I would like to call out some approaches this patch is taking explicitly, so that there's an opportunity for discussion:
1. Setting secure permissions by default vs doing so only in the LinuxTaskController
The patch sets permissions for localized job files and directories as part of the localization process itself, that is as soon as the files are localized, rather than in the TaskController. I believe this approach was taken primarily to secure permissions on the localized files on the disk ASAP. The effect of doing so is that now all configurations of hadoop, including those which do not worry about security will have secure permissions for some of the files. While this should be OK in principle, it must be noted that without the entire solution offered by the LinuxTaskController, full security is not achieved. Hence, does it make sense to make changes to the permissions only when using the LinuxTaskController (with a small window where files could have potentially insecure permissions), and leave the default case alone ?
Either way, I think the current method in which permissions are changed for the localized files causes these to be splattered across the code. It may lead to mistakes in future if somebody is making changes (say to localize a new file) and is not fully aware of the permissions issue. Ideally it should be abstracted from the process. In speaking with Vinod about this, I realized this may not be very easy to achieve the way LocalDirAllocator currently works. If we keep the changes to the task controller alone, I believe this will be very easy to accomplish.

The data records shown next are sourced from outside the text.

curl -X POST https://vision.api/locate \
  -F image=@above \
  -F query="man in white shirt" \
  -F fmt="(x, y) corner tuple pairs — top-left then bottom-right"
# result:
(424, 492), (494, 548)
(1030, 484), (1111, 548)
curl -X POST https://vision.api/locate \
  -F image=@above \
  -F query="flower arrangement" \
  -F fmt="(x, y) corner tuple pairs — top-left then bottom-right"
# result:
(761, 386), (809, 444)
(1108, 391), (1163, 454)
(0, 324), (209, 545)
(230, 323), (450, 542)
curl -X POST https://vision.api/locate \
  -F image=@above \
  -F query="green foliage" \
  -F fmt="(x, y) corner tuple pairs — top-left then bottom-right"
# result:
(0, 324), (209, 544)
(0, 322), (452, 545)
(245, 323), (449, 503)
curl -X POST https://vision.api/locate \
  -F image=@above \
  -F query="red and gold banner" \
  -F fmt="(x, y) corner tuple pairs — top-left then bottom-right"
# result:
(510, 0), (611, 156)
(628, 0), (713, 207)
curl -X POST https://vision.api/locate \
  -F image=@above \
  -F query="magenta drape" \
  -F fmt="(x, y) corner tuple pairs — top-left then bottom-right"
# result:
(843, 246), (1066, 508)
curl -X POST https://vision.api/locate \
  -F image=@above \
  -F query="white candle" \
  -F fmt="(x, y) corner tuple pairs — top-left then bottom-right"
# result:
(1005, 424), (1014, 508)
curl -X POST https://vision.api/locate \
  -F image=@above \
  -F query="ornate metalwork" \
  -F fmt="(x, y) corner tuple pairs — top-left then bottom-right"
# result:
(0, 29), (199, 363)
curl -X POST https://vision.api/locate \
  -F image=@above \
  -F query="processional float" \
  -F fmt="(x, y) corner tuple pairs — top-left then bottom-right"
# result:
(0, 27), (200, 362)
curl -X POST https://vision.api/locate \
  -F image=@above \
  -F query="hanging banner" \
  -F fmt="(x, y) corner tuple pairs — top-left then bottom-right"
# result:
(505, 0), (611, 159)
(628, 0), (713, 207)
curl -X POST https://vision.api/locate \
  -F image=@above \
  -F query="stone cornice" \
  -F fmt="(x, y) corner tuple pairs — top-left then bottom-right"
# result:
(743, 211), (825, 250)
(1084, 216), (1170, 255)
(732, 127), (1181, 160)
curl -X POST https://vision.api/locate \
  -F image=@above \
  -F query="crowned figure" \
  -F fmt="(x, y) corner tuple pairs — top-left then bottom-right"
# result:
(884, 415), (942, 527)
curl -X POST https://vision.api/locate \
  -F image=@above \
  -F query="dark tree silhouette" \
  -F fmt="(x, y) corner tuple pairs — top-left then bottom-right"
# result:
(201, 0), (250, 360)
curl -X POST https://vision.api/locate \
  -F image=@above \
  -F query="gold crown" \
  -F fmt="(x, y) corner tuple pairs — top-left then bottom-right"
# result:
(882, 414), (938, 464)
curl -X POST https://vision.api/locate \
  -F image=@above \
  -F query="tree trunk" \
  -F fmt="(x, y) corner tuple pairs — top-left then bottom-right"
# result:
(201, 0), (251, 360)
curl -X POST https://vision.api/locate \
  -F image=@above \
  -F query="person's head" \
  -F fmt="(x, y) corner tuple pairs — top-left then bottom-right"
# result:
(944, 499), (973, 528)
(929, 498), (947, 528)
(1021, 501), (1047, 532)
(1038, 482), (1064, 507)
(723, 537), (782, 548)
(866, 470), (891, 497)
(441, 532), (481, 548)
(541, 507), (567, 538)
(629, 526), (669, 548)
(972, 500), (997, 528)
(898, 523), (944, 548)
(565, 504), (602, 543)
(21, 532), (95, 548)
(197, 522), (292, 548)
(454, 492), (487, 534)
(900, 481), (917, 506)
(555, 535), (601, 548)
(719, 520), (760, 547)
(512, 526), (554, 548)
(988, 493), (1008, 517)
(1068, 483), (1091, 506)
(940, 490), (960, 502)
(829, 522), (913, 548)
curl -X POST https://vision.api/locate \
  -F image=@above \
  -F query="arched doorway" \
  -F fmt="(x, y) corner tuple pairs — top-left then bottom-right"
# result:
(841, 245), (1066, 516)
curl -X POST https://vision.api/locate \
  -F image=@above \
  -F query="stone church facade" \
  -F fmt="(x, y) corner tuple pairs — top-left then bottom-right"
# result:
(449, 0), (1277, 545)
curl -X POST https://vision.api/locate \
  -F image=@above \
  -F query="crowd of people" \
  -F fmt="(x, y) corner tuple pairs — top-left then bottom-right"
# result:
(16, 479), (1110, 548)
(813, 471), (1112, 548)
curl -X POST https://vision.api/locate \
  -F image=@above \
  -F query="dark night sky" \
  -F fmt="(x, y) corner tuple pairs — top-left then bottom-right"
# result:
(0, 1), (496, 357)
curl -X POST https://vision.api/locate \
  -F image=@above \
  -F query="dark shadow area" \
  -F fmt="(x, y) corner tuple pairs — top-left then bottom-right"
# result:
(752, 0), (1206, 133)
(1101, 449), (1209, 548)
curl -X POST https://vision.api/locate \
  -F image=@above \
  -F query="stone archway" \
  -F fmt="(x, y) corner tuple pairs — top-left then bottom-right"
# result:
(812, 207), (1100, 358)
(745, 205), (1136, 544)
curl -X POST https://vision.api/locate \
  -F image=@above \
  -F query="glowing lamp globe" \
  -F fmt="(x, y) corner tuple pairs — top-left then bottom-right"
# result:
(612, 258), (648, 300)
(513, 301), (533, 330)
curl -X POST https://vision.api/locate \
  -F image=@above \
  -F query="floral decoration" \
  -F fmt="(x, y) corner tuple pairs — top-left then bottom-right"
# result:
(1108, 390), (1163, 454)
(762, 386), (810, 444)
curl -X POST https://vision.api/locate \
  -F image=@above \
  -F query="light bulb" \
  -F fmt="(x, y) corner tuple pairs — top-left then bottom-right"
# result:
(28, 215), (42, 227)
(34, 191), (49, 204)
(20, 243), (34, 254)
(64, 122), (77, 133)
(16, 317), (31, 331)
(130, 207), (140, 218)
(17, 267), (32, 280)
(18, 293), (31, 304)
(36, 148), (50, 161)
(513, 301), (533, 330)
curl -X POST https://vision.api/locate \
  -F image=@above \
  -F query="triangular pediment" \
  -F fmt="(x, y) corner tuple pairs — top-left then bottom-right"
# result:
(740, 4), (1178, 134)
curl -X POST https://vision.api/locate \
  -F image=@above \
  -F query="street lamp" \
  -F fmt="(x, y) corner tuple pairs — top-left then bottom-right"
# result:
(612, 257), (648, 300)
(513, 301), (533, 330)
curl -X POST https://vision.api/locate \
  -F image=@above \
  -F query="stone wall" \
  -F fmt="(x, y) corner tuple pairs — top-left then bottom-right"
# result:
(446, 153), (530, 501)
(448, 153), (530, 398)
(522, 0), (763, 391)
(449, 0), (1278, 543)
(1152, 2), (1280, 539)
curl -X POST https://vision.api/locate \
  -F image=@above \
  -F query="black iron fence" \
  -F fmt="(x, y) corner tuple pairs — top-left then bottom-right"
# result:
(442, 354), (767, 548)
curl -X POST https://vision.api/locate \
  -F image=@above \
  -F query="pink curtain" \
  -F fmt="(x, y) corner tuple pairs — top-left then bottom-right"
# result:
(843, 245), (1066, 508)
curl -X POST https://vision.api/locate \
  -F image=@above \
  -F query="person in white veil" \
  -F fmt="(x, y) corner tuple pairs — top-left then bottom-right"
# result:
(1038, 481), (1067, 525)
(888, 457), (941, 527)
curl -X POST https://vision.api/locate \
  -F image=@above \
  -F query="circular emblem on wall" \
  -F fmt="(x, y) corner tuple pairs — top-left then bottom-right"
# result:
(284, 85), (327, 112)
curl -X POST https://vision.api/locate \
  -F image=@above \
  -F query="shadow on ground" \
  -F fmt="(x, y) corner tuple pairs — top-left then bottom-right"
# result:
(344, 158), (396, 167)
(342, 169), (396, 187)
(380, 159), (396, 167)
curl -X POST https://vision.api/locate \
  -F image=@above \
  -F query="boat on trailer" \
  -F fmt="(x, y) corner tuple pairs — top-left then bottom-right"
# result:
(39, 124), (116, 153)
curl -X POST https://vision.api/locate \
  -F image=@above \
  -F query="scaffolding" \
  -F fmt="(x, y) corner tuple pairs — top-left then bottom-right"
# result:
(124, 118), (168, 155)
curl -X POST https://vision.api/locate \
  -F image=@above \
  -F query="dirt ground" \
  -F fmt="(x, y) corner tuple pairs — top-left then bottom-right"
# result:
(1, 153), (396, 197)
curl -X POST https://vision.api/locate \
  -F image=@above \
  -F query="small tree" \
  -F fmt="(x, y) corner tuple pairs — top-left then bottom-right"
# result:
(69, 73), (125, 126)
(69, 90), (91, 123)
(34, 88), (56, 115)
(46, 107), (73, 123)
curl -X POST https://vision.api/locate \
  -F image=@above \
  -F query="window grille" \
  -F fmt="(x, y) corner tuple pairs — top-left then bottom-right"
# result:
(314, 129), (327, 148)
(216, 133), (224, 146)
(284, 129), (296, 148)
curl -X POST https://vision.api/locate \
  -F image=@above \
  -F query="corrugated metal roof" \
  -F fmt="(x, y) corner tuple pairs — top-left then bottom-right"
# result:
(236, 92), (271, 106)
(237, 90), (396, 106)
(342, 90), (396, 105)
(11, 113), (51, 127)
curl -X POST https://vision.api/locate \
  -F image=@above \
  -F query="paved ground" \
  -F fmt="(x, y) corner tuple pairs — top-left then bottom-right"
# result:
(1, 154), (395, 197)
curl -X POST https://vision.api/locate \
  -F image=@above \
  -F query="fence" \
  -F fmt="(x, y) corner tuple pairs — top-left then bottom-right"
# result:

2. Approach for sharing common files between TT and child
The patch juggles around with permissions on the localized and intermediate files by first setting ownership to the job owner, and after the task is complete, changing the ownership back to the tasktracker user. The reason it does this, is for two purposes:
– To enable intermediate outputs to be served by the tasktracker, once the child has created them.
– To allow cleanup as the tasktracker once the tasks are done.
Note that change of ownership is done by launching the task-controller setuid binary as root privileges are required for the purpose.
The above two problems can be solved in another way as well (and this is what was discussed on
HADOOP-4490). In that approach, we'd thought of moving the intermediate outputs to a different directory owned by the tasktracker, and we'd thought of removing files and directories as the user, as part of the cleanup thread. I think one advantage this alternative approach brings is that it gives an opportunity to not launch the task-controller for reduces and hence slots can become free sooner. This does mean the cleanup might take more time, but that happens asynchronously.
On the other hand, the current model seems to be simpler to fit into mind. If a task is not complete, its files are owned by the job owner, if not, they are owned by TT. It is easy to check these rules on a running system. So, is it worth the change in approach to bring in a little optimization (which might actually not matter that much).
3. Sandboxing task runtime environment by changing values of mapred.local.dir for the child
The patch 'sandboxes' the task runtime environment, by changing the mapred.local.dir values from the original configured values to $
and pass the new values to the child. Vinod told me that this was primarily required because checks in the LocalDirAllocator require the current process to have write permissions on the context passed to it (which is basically the mapred local directories). When the child calls LocalDirAllocator, it would now fail because the original mapred local directories will not have write permissions to world. Hence, the need to sandbox. Of course, it is also probably more secure.
Two questions this raises: Is this change in contract acceptable ? If yes, is it acceptable in the default case as well, or should it be restricted to the case of LinuxTaskController alone.
Either way, the current patch, in order to implement this behavior juggles around the values of the mapred.local.dir variable in conf file at 2-3 locations in the tasktracker code. I think that approach is error prone and needs to change.
Thoughts on these three points ?